CRFT: Consistent-Recurrent Feature Flow Transformer for Cross-Modal Image Registration¶
Conference: CVPR 2026 arXiv: 2604.05689 Code: https://github.com/NEU-Liuxuecong/CRFT Area: Medical Imaging / Image Registration Keywords: Cross-modal registration, feature flow learning, coarse-to-fine, discrepancy-guided attention, spatial geometric transformation
TL;DR¶
CRFT is a unified coarse-to-fine cross-modal image registration framework that learns modality-agnostic feature flow representations within a Transformer architecture.

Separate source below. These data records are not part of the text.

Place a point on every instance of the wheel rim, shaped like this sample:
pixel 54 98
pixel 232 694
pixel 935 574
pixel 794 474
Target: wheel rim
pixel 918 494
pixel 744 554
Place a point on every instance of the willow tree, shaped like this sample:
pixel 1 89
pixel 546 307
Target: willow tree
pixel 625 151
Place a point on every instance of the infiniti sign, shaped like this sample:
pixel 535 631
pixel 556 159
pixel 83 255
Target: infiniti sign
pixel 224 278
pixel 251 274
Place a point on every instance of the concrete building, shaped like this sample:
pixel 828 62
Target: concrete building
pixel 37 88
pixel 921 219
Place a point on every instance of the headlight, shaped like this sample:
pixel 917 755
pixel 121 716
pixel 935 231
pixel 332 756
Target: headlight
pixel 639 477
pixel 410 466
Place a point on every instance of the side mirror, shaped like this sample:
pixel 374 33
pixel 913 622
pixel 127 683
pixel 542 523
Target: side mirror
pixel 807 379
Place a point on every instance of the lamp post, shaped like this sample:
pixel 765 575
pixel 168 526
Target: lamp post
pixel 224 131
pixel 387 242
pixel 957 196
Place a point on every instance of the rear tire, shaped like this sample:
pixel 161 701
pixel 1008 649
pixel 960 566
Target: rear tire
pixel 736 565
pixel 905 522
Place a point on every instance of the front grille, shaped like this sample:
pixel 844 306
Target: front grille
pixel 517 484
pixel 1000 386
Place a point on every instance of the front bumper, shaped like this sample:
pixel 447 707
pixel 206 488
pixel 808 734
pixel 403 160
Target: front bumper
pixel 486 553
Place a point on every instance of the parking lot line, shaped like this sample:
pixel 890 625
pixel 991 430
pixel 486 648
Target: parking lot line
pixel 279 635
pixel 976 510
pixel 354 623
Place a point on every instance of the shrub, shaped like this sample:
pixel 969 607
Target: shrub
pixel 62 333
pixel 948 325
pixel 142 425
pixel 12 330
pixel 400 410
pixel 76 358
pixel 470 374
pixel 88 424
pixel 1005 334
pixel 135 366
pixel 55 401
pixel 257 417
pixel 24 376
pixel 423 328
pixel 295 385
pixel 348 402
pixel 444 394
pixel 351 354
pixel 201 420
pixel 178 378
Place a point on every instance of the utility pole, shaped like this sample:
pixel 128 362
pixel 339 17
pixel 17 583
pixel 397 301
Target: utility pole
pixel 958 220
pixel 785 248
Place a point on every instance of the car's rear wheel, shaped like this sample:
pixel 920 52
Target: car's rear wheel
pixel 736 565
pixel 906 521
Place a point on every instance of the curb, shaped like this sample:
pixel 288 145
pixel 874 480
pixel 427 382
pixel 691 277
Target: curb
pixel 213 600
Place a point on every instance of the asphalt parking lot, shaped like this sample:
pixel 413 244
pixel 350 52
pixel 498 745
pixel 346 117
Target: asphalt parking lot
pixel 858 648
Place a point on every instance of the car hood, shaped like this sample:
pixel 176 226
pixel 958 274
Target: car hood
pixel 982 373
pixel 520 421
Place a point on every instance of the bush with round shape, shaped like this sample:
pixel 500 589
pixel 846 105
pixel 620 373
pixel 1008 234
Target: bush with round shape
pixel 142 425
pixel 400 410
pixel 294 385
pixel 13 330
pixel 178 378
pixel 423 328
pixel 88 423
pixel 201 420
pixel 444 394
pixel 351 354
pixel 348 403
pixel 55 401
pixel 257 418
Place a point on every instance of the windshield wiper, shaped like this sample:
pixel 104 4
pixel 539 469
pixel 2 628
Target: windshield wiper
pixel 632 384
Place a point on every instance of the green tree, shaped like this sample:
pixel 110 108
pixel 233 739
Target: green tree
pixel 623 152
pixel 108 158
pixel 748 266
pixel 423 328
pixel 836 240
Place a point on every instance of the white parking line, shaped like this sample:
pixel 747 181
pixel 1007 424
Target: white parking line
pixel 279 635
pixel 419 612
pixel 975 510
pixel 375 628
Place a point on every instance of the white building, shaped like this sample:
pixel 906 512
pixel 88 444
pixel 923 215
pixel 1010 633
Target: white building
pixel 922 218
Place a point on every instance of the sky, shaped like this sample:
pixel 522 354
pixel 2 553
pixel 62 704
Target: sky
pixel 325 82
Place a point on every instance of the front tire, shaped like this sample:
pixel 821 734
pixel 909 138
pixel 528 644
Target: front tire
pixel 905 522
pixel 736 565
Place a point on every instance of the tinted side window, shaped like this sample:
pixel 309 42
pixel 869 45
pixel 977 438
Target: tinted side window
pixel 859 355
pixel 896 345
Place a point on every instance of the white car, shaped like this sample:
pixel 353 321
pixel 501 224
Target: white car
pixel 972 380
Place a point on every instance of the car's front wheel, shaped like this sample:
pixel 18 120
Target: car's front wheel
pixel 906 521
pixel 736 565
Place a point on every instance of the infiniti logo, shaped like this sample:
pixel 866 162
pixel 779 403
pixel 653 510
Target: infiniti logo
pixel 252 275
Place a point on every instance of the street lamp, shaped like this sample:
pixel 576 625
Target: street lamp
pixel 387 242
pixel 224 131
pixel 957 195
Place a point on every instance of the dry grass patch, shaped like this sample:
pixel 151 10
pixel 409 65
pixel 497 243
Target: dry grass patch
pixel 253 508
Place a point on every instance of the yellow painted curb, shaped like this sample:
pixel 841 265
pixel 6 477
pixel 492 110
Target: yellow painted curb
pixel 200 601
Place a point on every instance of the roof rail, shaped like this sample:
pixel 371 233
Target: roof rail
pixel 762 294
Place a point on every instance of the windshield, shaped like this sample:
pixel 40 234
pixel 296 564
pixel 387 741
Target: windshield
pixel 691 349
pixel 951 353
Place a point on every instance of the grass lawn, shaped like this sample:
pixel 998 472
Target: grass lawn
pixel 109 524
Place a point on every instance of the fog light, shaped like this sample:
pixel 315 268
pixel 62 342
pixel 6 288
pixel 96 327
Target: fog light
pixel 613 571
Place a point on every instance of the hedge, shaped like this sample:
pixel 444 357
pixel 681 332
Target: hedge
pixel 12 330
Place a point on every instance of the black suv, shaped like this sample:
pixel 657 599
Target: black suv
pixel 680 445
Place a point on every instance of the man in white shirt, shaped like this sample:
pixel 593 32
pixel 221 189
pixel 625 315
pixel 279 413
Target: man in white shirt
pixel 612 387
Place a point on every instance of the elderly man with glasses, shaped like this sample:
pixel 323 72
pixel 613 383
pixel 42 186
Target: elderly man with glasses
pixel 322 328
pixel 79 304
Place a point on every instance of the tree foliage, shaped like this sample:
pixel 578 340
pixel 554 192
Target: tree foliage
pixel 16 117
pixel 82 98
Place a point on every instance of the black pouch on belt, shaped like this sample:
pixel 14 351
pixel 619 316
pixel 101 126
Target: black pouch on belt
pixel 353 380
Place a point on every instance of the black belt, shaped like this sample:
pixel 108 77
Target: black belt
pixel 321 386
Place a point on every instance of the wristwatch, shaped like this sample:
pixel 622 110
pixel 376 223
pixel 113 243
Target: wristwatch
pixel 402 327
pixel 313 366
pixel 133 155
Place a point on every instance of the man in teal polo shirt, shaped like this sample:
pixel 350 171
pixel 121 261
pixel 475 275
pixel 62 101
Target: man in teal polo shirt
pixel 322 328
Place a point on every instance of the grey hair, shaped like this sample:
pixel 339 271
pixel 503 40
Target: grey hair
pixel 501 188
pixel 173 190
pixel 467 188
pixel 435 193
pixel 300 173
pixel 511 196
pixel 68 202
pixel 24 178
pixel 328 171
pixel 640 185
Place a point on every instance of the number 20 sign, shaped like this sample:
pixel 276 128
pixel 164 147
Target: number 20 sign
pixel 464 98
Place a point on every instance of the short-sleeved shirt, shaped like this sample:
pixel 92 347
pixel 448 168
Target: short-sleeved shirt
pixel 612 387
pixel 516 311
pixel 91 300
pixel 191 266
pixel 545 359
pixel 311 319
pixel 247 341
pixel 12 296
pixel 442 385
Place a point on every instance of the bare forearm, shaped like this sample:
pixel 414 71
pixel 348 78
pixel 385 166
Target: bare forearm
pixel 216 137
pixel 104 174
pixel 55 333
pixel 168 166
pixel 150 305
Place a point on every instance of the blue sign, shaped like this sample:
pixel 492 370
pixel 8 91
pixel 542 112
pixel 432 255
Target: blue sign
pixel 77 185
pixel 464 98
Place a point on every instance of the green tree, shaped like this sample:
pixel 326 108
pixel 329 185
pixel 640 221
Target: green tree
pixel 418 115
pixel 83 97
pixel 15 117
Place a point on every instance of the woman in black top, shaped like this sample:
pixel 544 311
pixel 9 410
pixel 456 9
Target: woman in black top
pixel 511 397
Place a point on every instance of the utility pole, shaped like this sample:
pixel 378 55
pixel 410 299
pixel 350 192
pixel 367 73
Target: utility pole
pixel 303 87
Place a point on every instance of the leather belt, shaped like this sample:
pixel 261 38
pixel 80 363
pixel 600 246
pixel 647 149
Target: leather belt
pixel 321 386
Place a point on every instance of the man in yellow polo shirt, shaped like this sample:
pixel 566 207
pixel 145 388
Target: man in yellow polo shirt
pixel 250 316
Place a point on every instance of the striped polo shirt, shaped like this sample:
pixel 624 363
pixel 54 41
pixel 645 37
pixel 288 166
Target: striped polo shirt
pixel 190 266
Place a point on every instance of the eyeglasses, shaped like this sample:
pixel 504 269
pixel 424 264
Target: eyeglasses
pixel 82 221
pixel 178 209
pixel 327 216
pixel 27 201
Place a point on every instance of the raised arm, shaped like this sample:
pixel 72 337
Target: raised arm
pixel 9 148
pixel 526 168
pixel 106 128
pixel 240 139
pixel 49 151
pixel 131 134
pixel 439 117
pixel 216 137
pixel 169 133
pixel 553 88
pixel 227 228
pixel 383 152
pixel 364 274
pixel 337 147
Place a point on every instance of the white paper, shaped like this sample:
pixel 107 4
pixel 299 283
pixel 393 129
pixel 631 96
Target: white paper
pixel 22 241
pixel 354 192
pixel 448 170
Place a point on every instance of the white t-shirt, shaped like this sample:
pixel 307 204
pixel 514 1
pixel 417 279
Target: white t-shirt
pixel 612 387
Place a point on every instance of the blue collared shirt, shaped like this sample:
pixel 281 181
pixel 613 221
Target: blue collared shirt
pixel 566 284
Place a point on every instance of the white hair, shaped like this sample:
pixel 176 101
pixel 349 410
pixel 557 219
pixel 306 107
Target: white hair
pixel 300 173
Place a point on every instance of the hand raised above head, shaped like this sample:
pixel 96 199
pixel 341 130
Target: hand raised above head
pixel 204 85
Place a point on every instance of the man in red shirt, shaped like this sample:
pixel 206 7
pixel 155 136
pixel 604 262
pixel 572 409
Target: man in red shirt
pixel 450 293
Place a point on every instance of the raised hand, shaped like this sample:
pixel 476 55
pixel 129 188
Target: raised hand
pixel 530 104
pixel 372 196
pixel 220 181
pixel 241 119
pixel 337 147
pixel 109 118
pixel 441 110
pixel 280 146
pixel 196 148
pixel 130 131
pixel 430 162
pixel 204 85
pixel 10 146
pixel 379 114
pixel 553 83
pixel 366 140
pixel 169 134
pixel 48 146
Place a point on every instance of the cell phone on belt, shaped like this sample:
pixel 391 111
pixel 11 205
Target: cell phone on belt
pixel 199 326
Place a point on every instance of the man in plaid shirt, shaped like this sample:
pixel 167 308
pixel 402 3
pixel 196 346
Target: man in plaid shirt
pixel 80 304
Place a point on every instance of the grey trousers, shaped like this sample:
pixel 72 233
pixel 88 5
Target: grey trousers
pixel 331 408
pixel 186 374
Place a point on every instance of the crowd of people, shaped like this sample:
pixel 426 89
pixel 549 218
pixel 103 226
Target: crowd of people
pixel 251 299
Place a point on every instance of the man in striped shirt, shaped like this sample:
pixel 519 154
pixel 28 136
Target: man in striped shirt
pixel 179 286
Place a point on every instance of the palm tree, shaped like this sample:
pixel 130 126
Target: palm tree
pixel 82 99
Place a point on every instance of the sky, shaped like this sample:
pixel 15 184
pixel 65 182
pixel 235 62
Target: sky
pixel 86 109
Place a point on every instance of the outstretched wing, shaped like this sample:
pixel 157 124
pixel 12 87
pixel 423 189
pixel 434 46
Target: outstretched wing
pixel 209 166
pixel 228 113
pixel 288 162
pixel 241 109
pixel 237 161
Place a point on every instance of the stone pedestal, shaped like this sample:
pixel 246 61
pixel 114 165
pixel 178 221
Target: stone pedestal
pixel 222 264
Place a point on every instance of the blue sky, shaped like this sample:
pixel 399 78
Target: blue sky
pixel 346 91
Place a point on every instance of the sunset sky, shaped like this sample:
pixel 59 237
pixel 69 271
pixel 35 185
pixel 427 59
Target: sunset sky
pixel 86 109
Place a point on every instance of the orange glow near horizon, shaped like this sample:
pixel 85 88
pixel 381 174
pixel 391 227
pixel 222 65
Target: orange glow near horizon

It employs 1/8-resolution global correspondence at the coarse stage and multi-scale local refinement at 1/2–1/4 resolution at the fine stage, coupled with iterative discrepancy-guided attention and Spatial Geometric Transform (SGT) to recursively refine flow fields and capture subtle spatial inconsistencies. CRFT outperforms SOTA methods including RAFT, GMFlow, and LoFTR across diverse cross-modal datasets covering optical, infrared, SAR, and multispectral imagery.
Background & Motivation¶
Background: Cross-modal image registration—establishing spatial correspondences between images acquired by different sensors—is a core problem in computer vision, with applications in 3D reconstruction, visual localization, and remote sensing analysis.
Limitations of Prior Work: (1) Hand-crafted features (SIFT/RIFT) are unreliable under strong nonlinear appearance discrepancies; (2) learning-based sparse matching methods (SuperGlue/LoFTR) are optimized for RGB imagery and generalize poorly to cross-modal inputs; (3) optical flow methods (RAFT/GMFlow) assume photometric consistency, which is violated by cross-modal inputs; (4) all existing methods struggle with combined challenges of large affine transformations, scale variation, and modality gaps.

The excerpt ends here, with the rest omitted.